ひゅんひゅん、と左手一本で黒剣を回転させたり逆手に持ったり弄びながら、そんな事を考える。

 

アイツとの約束。それを守るため俺が選択した手段は、PKKだった。

まず、アイツとの約束は『ユキノとアスナを守ること』だ。そしてユキノが50層で死んだ、というのならユキノに関しては最も脅威度の高いモノは取り除いている―――と考えていい。

問題はアスナだ。アイツ曰く、あちらの世界ではアスナはPoHと呼ばれる殺人者(レッドプレイヤー)に殺されたということだった。

―――色々調べてみたものの、俺がいない間に《笑う棺桶(ラフィン・コフィン)》というPKギルドが結成され、そこのリーダーがPoHらしかった。

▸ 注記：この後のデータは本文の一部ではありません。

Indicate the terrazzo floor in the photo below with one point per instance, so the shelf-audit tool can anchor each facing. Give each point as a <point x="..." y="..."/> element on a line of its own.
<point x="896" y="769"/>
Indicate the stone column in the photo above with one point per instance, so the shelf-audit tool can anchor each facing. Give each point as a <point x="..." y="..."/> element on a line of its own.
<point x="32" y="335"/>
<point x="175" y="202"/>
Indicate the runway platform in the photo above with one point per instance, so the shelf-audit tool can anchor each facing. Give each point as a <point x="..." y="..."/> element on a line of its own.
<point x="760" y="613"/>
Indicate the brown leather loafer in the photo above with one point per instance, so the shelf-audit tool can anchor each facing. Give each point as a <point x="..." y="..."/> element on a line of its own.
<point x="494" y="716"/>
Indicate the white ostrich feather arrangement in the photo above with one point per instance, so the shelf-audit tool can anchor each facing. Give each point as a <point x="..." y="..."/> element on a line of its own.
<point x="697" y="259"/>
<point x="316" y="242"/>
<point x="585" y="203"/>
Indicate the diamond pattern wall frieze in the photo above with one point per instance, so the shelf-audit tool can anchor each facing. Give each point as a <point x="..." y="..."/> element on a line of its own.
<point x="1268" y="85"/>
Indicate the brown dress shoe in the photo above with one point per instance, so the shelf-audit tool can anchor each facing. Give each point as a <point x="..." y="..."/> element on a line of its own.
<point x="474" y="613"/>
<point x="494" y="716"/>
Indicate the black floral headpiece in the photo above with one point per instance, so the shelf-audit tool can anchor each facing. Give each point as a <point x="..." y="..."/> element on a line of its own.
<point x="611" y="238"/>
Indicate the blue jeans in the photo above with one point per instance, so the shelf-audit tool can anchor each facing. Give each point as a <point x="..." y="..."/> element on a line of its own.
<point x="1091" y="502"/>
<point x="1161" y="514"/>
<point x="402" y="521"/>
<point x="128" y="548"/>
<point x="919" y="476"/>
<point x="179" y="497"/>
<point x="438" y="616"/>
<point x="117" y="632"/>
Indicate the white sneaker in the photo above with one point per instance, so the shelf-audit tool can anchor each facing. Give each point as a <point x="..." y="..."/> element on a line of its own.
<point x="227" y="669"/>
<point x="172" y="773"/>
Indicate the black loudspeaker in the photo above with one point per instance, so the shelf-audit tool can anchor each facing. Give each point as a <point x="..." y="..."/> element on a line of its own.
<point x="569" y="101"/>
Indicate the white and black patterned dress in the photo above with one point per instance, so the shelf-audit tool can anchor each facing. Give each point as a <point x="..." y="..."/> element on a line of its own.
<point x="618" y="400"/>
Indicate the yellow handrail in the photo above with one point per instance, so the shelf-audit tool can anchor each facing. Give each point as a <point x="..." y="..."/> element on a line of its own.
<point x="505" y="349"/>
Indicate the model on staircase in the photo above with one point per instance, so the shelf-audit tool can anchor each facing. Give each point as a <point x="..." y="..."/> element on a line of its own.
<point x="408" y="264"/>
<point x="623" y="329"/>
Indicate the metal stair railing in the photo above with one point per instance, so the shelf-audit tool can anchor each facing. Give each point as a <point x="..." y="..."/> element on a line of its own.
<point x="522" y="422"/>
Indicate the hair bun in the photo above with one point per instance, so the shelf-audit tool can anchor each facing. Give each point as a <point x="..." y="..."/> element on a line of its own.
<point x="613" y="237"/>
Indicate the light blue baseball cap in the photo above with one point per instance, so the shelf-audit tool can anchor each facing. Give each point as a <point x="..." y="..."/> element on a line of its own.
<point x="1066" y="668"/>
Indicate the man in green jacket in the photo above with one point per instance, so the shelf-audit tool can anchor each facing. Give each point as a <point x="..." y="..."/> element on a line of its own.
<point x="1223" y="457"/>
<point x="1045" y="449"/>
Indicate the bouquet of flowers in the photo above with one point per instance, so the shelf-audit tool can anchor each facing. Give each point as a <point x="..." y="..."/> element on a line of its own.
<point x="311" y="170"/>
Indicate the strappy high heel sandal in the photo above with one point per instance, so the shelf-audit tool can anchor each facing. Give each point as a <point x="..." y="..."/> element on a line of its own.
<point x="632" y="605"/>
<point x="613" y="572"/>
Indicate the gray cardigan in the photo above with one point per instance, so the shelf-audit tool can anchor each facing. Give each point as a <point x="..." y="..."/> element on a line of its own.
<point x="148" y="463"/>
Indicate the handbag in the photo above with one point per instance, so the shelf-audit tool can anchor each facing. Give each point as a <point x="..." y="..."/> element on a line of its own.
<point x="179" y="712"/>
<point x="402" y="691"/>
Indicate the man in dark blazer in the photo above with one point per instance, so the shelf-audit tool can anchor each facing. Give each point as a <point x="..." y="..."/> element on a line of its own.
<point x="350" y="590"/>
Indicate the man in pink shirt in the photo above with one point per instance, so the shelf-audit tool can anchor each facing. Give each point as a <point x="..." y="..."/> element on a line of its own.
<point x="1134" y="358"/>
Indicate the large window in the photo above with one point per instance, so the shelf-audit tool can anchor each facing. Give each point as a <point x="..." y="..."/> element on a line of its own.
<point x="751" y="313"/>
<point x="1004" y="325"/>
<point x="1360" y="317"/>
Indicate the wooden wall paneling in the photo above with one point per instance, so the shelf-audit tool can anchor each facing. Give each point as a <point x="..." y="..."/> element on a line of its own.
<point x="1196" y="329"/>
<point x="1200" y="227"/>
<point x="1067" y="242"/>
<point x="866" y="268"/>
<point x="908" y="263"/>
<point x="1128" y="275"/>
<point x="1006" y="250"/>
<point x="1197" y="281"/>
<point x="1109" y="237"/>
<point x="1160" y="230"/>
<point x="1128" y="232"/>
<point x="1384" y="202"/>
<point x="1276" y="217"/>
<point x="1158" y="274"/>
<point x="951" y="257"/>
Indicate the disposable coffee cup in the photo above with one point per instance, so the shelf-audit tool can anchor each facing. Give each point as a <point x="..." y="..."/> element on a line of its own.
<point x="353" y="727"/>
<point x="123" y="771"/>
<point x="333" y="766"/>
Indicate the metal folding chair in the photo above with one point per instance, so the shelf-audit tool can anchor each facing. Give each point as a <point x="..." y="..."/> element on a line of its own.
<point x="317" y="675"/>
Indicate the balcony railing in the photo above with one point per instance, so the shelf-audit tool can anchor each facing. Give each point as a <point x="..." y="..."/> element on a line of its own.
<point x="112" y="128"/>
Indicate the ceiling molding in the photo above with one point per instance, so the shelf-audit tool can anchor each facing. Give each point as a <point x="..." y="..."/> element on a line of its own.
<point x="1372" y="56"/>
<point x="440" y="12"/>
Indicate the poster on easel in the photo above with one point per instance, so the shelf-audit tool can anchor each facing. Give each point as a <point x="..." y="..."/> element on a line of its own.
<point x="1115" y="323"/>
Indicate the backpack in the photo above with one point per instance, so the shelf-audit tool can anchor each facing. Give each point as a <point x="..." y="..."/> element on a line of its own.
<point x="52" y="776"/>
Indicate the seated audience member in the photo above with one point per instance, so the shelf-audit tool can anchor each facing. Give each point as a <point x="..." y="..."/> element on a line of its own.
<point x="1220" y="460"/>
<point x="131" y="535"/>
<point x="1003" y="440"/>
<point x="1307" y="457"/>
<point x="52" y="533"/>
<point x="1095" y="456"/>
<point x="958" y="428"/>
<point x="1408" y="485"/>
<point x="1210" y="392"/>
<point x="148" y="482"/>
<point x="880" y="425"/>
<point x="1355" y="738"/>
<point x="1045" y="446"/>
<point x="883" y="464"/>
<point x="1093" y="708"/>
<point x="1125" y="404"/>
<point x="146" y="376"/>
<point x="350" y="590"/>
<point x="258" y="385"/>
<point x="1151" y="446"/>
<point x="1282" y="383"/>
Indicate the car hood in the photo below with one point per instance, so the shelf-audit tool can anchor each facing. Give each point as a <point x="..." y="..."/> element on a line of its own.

―――殺人者(レッドプレイヤー)。こんなギルドを見逃すほど攻略組は腐ってはいないはずだ。つまり、このままではそう遠くない未来に《攻略組》と《ラフコフ》は激突する。

 

そしてそれは、ユキノやアスナの戦死確率が高まること他ならない。

それは避けなければいけなかった。攻略組にいる以上は常に危険なのはわかっている。だが無用な危険は避けるべきなのだ。誰かが、《ラフコフ》を潰さなければならない。

 

最適解は1つ。最も信用でき、こちらの世界で最も強く、そして―――例え死んでも気づかれず、単独行動が可能。

 

 

つまり、俺だ。

 

 

......こちらの世界で【心意】は使えない。すでに試したが、【心意】システムが有効化(アクティベート)されていないようだ。まあ、あちらの世界でも95層から使えるようになったらしいし、これには納得した。

 

だが、【心意】は使えなくなっても、俺のカンストしたレベル、つまり100に達したレベルはそのままだった。

 

 

―――――――――

 

・Hachiman

・Level 100

 

・Skill

 

《片手直剣》1000

《投剣》 1000

《索敵》 1000

《隠蔽》 1000

《料理》 1000

《体術》 1000

《疾走》 1000

《武器防御》 943

《戦闘時回復》1000

《軽業》 1000

《簡易修理》 574

《短剣》 1000

《軽金属装備》976

《手裏剣術》 1000

 

 

・Equipment

 

隠者のローブ

隠者の仮面

穢れた聖骸布

玄豹王の黒革鎧

灰色のジーンズ

玄豹王のブーツ

 

 

―――――――――

 

 

初期スロット3に加えてレベルボーナスの10、そしてユニークスキル限定枠の1。合計14個のスキルスロットに割り当てられたスキルの熟練度は、ほぼカンストしている。装備に関してもあちらでユウキに貰った装備をいくつか身に付けているため、なかなか強い。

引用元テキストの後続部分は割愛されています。